Each woman, each postcard, represents one of the 99 pregnant women who were detained in Yarl’s Wood Immigration Removal Centre in 2014. Onlt nine were deported. For the rest, who were released back into the community, their detention served no purpose, yet no doubt had a lasting impact on their mental health.
Women from across different professions — MPs, campaigners, actors, singers, lawyers and academics — are all standing together in support for women refugees. There are two overriding messages to the campaign: Refugees Welcome and Set Her Free. These are inseparable messages of support, which demand that the British government takes more action to support and welcome refugees, and end the incarceration of asylum-seekers.
Last year I went to Yarl’s Wood to speak to women inside. One of the women I met was pregnant. Her story devastated me. She’d left India for Britain with the promise of a better life and a university education. She’d put her trust in the hands of people who turned out to be traffickers, and was consequently exploited. They took her passport. She was depressed and on medication, visibly thin and had not been eating. She had no contact with her family, no idea even of how old she was (although she didn’t look older than 21). And she had no idea when, if at all, she would be released from Yarl’s Wood. This was all no doubt exacerbated by the fact that she was pregnant — something she assured me that Yarl’s Wood staff and the Home Office had known when they detained her. Britain is the only country in the EU not to impose a time limit on detention.
The Home Office states that pregnant women should only be detained in “exceptional circumstances.” Stephen Shaw stated that the practice should be ruled out altogether, as one of 64 recommendations in his damning review into the Welfare in Detention of Vulnerable Persons, published in January 2016. And yet the government remains unmoved. It remains unmoved not only with regard to this specific detention rule, but more generally refuses to adopt a more welcoming stance towards asylum seekers.

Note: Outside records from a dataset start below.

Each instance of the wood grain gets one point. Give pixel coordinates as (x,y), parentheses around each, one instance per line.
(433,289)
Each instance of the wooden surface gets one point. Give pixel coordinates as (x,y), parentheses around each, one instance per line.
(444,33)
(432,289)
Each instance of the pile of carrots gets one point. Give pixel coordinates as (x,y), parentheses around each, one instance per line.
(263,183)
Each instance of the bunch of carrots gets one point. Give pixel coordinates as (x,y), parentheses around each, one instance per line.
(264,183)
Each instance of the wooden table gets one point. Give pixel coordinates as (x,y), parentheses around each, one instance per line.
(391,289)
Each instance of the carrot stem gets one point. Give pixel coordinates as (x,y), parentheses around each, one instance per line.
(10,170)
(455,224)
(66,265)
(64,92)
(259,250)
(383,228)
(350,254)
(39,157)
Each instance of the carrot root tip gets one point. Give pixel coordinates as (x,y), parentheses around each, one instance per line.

The aggressive bulldozing of the Calais Jungle and fears that this will add to the already large number of missing children in Europe did not prompt more action, but simply the stance that this is a French responsibility.
At a time when we should be accepting, the government is instead deporting them. Just last week, on March 3, Theresa May won a significant legal battle to resume the deportation of failed asylum-seekers to Afghanistan, including those who arrived here as children. The life stories I heard in Yarl’s Wood were just a few of many stories of displacement, violence and fleeing specifically gendered violence in their home countries.
In a report by Women for Refugee Women entitled I Am Human, of the 34 women interviewed who disclosed their experiences of persecution, 19 women said they had been raped, 21 had experienced other sexual violence, 28 had experienced gender-related persecution under the headings they asked about: rape, sexual violence, forced marriage, forced prostitution, female genital mutilation.
Female asylum seekers, locked up, are not heard by the outside world and not believed by the system. Our immigration system should shame us all. We are locking up asylum-seekers and we are denying them a voice.
This last year has seen the biggest wave of mass migration since the second world war. It has seen thousands of refugees flee violence and instability, risking their lives to make the dangerous journey to Europe. It has seen them prepared to cross treacherous oceans on boats that traffickers deliberately over-fill, to escape the conditions they are living in. Thousands have died or gone missing on this journey. Europe is still not providing an adequate response to this crisis.
In a twisted irony, the people whose lives have been most devastated by terrorism are feared in Europe for bringing terrorism with them. This dangerous rhetoric and inaccurate perception must end.
This International Women’s Day, I ask everyone to stand in solidarity with female refugees, whatever the stage of their journey. Female refugees deserve to be heard, deserve to be respected and deserve to be celebrated.
As Women for Refugee Women state, “Our vision is a society in which women’s human rights are respected and in which they are safe from persecution.”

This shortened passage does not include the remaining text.